A metallic sphere in air with a 100-centimeter radius has a total charge of 250,000 electrostatic units. Deduce an expression for the sphere’s capacitance. Compute the potential gradient just outside the surface. What is the minimum radius a sphere can have to retain this charge?

Five minutes after noon on Wednesday, October 20, 1937, an MIT student in course 8.03, “Electricity,” had exactly fifty minutes to answer this and three other questions. Missing this one would have been embarrassing. 8.03’s professor was Robert J. Van de Graaff.

The Van de Graaff generator, the hair-raising electric charge experiment still popular in high school physics classrooms, had serious applications in the 1930s.

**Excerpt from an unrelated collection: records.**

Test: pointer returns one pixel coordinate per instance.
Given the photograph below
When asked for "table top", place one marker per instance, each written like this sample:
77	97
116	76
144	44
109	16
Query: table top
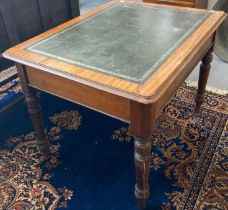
126	41
124	47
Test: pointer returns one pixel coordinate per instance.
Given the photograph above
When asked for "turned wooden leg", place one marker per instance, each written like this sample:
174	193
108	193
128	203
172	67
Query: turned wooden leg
203	77
142	166
34	110
141	127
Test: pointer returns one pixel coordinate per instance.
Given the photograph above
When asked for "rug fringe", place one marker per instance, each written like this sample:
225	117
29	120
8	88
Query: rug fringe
190	83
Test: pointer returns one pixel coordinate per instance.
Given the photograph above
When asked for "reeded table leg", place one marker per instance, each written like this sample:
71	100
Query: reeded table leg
142	123
203	77
142	167
34	110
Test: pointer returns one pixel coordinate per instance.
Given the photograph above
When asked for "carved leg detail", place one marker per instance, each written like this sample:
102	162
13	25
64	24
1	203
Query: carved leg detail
203	77
142	164
34	110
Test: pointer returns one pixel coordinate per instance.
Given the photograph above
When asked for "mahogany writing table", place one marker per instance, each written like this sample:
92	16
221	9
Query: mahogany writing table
124	59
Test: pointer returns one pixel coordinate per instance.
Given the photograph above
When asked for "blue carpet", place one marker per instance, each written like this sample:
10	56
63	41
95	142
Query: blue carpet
91	164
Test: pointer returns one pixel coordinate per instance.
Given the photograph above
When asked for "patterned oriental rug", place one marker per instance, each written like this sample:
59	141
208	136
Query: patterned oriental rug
91	163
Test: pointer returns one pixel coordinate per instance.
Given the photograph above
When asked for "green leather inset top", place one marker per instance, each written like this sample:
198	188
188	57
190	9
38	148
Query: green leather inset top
126	41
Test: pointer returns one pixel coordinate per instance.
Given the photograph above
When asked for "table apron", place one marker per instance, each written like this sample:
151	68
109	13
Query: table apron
110	104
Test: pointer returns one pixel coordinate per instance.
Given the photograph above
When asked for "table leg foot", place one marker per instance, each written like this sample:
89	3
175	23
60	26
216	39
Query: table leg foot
142	165
34	110
203	77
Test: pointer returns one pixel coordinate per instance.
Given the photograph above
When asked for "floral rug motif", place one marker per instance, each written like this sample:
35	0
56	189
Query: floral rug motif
23	184
183	145
90	152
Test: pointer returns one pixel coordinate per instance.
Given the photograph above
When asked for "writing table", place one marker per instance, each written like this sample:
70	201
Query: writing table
125	59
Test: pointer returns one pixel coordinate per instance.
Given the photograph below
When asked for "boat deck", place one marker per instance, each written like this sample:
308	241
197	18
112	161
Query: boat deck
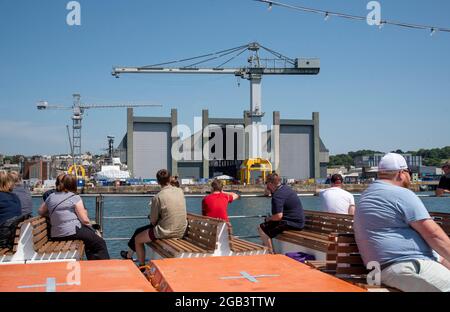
262	273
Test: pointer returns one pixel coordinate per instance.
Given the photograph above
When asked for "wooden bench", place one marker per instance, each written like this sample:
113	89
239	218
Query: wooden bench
204	237
318	237
350	266
33	245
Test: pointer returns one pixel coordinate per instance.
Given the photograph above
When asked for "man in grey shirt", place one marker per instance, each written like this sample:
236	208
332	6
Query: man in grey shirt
168	218
393	228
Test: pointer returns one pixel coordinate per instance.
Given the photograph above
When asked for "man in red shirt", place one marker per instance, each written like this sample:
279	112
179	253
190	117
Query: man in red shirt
215	204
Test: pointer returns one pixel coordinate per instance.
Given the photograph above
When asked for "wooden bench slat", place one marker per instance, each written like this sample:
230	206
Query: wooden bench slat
59	246
159	249
347	249
39	229
40	236
66	246
351	270
355	259
189	246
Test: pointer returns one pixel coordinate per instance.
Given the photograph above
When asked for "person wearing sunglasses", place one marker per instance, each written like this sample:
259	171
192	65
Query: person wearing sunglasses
394	229
444	183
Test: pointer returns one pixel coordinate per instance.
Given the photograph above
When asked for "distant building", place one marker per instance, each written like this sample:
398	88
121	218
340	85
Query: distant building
297	147
10	167
37	170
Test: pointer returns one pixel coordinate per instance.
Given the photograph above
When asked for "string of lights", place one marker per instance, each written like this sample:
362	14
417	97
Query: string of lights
328	14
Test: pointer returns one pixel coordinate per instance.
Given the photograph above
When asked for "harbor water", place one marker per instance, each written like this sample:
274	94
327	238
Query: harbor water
116	207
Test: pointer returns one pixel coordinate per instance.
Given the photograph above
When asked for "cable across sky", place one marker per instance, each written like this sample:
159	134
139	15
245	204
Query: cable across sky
327	14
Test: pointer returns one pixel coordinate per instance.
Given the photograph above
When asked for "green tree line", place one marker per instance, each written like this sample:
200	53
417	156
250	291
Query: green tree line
431	157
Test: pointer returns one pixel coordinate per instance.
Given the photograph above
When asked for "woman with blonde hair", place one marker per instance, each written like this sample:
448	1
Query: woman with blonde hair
10	206
69	219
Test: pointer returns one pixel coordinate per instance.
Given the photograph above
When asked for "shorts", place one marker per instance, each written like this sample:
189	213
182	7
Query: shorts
273	228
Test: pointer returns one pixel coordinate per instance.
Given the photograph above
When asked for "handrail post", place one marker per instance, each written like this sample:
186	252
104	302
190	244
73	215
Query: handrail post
99	211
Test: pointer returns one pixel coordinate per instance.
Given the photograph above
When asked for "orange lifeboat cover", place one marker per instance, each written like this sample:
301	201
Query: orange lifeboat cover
86	276
264	273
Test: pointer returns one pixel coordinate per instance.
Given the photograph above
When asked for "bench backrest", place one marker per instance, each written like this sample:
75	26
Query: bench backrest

Though today’s physics class prop may generate 350 thousand volts, Van de Graaff’s 40-foot tall version, an “atom smasher” built for MIT in a vacant dirigible hanger in Dartmouth, Massachusetts, generated 7 million.

“A tool of unequalled power for penetrating and investigating the atomic nucleus,” as Van de Graaff and coauthors described it in a project progress report, the generator found use in everything from military research to cancer treatments.

During its first test on November 28, 1933, the atom smasher could barely contain the charge that flooded its metal spheres. The device discharged in violent arcs of lightning, striking any metal surface nearby, including the trusses of the hangar’s 60-foot roof. “The most powerful man-made thunderbolt of its kind produced so far, was hurled here today from a man-made Olympus,” The New York Times reported.